Aala re aala Simmba aala! Lene aaya Simmba teri firki … mark the words firki lene. Make no mistake, Rohit Shetty is out to take us for a ride and on a ride too. Hold, your horses this time, his entertainment special is in the hands of ever- affable and ever-energetic Ranveer Singh. And boy, he roars from scene one. 

As the corrupt police officer, who doesn’t bat an eyelid while accepting bribes and swindling criminals, he is over the top and on the top of the game that both he and Shetty seem to excel in.

With comic punch laden dialogues such as; ‘pamper me or my temper will hamper you’, he brings many a smile even in the cheesiest of moments. Till the first half there is much that entertains, provided you can suspend disbelief, which is what cinema, especially Shetty’s intelligence-proof cinema is anyway all about. Which police officer accepts bribes so openly and counts them atop a police car... well in Shetty’s, reality has no place or meaning. Hey, so why does he suddenly start taking cues from the real world? Not only the barbaric Nirbhaya rape is mentioned, the crime figures too are rattled off with much passion. 

Post interval, Shetty would have you believe his heart beats for women and sexual violence against the fair sex figures high on his cinematic priority list.

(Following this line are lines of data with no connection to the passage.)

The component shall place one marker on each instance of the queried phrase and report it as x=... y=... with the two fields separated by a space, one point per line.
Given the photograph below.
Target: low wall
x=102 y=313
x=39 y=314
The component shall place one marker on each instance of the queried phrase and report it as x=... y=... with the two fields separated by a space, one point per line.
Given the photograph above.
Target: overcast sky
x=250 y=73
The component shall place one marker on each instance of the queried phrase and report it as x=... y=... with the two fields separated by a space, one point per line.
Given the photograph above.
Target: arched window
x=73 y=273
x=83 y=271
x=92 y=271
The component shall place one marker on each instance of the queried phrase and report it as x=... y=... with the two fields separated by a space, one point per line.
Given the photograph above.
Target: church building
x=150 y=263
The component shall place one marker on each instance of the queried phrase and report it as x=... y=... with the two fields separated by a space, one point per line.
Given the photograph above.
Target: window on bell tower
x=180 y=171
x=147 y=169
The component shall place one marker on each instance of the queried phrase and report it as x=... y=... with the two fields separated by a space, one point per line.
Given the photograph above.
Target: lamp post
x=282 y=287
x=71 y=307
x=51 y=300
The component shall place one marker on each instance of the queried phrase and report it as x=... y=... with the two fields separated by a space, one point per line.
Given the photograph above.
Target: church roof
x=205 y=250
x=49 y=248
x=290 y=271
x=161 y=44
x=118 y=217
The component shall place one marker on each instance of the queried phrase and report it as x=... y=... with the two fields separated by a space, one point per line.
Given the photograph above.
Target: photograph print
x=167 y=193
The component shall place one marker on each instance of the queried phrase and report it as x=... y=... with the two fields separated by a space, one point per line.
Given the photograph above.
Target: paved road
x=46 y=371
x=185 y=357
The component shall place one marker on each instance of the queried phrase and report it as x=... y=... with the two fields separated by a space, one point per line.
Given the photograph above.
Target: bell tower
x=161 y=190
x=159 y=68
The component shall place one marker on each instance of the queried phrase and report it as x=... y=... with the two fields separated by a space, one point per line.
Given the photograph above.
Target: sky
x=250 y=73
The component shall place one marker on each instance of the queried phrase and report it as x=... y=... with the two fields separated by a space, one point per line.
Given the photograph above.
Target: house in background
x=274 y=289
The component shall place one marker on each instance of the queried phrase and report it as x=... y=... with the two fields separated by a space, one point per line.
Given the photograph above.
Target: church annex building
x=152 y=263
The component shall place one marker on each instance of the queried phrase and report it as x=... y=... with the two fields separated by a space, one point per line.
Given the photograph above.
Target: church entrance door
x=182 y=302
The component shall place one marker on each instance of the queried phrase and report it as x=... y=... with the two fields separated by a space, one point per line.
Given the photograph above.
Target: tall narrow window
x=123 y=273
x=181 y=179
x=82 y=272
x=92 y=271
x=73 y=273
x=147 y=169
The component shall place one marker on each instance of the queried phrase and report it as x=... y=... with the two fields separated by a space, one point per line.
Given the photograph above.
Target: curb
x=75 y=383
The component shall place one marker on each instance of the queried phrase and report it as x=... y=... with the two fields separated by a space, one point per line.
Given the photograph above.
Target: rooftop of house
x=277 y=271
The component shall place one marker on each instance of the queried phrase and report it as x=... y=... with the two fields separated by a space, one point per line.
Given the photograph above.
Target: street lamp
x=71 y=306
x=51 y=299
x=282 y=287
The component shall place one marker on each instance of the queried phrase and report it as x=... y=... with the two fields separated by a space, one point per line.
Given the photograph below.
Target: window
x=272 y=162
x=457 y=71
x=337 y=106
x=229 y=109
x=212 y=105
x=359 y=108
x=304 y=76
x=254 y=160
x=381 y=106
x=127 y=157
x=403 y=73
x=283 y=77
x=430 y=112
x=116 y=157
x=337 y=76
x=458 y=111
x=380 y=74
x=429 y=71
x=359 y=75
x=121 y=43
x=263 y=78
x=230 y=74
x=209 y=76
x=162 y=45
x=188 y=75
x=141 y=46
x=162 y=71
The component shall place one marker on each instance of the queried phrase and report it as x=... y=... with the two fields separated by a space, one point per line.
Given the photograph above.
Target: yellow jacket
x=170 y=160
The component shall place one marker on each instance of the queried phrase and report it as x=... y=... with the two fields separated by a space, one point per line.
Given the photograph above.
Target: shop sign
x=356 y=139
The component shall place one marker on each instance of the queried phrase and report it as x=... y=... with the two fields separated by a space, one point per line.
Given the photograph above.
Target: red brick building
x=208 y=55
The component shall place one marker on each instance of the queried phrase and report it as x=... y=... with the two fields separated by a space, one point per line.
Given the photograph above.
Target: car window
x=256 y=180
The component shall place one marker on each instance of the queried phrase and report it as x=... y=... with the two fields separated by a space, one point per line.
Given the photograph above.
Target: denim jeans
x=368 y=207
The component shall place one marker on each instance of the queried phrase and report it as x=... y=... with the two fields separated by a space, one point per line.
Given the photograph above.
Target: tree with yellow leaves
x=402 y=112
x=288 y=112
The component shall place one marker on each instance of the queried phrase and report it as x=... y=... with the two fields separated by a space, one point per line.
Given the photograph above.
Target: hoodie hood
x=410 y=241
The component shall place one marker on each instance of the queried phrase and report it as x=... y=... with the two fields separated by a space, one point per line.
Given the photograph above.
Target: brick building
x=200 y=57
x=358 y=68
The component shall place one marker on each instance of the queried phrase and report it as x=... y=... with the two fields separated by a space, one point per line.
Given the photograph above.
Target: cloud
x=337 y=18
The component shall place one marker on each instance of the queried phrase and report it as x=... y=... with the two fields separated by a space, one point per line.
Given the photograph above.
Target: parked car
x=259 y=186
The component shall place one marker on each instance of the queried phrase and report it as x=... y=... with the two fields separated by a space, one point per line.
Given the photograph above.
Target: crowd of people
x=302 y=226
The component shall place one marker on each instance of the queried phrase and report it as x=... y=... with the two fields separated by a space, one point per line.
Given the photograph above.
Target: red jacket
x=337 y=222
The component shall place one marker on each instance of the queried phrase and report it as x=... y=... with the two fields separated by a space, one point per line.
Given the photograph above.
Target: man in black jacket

Indeed, if you have seen the trailer, no prizes for guessing the storyline. As Simmba keeps reiterating time and again; ‘Tell me something I don’t know’, Shetty actually doesn’t set out to tell us anything that we already don’t know. We suspect the line is actually a pun on us the audiences, phirki literally. 

Only when the judge thunders; rape and murder is a heinous crime; we wonder what have they got to do in a Shetty film. You can only expect a mismatch when the issue surfaces here. Post interval, it’s not just Ranveer’s character that does a somersault but so does the film’s trajectory.

From fun, Shetty goes for your tear ducts and wonder of all wonders, in some scenes he does manage to evoke an emotive response! What doesn’t work, however, is the moral science lecture on women’s safety concerns which is no more than a ruse to justify point blank murder, which in police parlance goes as encounter killing. 

Sara Ali Khan, who made an impressive debut in Kedarnath, doesn’t have much to do. In one scene, as Shagun talking of her dead father, an encounter specialist, she tells Simmba; ‘Consult me if you need tips on encounter killings’. 

Making a whole lot of women party to murder, the film does tread dangerous ground. Besides, vigilante justice as a theme has been done to death in our cinema and we thought we had said goodbye to it when films like Pink arrived. 

But then Shetty’s sensibility despite surface veneer is of a forgone era. Indeed, he does make some socially correct moves and incorporates gender sensitive dialogues. ‘If you respect your mother so much, why not other women,’ tells the feisty judge to the baddie. Sonu Sood, however, despite build up to his character, doesn’t get much leverage. The film belongs to Ranveer Singh and him alone who once again proves himself in a genre in which he is not often seen. He makes the film watchable even in clichéd junctures and provides the safety valve, lets the steam off in some heavy-duty scenes. In case you can’t help but compare his act with Shetty’s super-hit Singham, Ajay Devgn cruises in and even in a brief part looks rather impressive. However, the only reason to say aye aye to Simmba is Ranveer.